Admittedly, no cases have been found addressing the situation in which a properly functioning automatic door prevented it from opening and striking people standing behind it. Rather, the available cases address the situation where a person was struck by a door opening automatically. Nevertheless, given the "ubiquitous" nature of automatic doors, and the fact that the plaintiff knew that the door was not opening automatically before he elected to proceed, the same analysis should apply. Where, as here, the automatic door did not open as designed, any danger in continuing to proceed was an open and obvious danger. Target cannot be liable because Sullivan decided to attempt to circumvent the proper functioning of the door and convert the automatic door into a manual exit.

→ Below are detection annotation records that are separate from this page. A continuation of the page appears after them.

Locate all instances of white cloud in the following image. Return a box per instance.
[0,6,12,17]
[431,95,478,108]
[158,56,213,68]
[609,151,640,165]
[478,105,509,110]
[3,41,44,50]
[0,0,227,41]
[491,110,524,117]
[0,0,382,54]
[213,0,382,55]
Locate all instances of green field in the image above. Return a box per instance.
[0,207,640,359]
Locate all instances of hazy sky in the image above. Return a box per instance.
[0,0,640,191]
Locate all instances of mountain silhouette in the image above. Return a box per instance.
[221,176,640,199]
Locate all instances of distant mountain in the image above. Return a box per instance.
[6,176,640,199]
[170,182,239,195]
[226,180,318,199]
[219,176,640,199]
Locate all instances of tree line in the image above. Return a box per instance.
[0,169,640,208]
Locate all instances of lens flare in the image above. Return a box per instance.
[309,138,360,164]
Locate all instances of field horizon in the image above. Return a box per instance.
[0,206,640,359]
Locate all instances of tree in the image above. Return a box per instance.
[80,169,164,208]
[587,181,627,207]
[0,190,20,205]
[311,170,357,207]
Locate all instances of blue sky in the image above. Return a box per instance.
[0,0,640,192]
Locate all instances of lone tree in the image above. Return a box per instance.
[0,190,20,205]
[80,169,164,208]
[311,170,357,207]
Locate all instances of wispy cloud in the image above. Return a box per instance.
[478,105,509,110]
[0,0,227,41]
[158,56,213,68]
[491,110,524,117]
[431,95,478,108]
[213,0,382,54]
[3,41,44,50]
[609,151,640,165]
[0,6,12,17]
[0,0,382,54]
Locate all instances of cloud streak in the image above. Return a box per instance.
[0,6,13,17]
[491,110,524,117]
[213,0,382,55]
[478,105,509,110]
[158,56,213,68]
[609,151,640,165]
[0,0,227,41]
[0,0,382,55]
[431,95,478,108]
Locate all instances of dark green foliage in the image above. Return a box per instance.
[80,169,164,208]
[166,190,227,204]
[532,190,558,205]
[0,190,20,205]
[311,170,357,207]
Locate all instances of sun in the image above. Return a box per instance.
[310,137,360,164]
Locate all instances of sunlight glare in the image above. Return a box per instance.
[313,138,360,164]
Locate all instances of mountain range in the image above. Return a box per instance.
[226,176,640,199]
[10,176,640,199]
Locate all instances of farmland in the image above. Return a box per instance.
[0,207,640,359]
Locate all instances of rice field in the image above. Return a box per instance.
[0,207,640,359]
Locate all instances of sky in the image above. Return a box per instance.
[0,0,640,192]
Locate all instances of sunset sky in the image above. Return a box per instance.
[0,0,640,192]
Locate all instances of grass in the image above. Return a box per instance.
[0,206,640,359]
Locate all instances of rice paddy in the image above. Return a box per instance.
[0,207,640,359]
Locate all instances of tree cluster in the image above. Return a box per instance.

Summary judgment in favor of Target must be entered for the additional reason that the plaintiff has failed to establish that Target breached its duty of care despite its compliance with the applicable ANSI standard. "ANSI is a private non-profit organization that oversees the development of voluntary consensus standards for products, services, processes, systems, and personnel.... ANSI standards are widely accepted throughout the United States and internationally as an authoritative source for safety compliance." National Sur. Corp. v. India Tea & Spices, Inc., No. 09-11771-LTS, 2012 WL 113608, at *2 n.1 (D. Mass. Jan. 12, 2012). The ANSI standards are "helpful to the trier of fact in deciding whether the defendant has met the standard of care due, " but they are not controlling. Hansen v. Abrasive Eng'g & Mfg., Inc., 317 Or. 378, 384, 856 P.2d 625, 628 (1993). See also Jenks v. N.H. Motor Speedway, No. 09-cv-205-JD, 2012 WL 405479, at *2-3 (D.N.H. Feb. 8, 2012) (failure to meet ANSI standards not conclusive on issue of negligence). Thus, while "proof of compliance with industry practice militates against a finding of negligence[, ]" evidence of compliance with industry standards "is not conclusive upon the issue and can be overcome by countervailing relevant evidence from which a jury could find negligence notwithstanding conformity with industry usage. It is, however, a plaintiff's burden to bring forward such evidence, at the peril of losing the summary judgment battle and thus the litigation war." Bergendahl v. Mass. Elec. Co., 45 Mass.App.Ct. 715, 720, 701 N.E.2d 656, 660 (1998). In the instant case, Sullivan has not put forth any evidence refuting the defendant's contention that it exercised reasonable care by designing the automatic doors in conformity with industry standards. For this reason as well, Target's motion for summary judgment should be allowed.

IV. CONCLUSION

For all the reasons detailed herein, this court recommends to the District Judge to whom this case is assigned that "Defendant Target Corporation's Motion for Summary Judgment" (Docket No. 15) be ALLOWED.[5]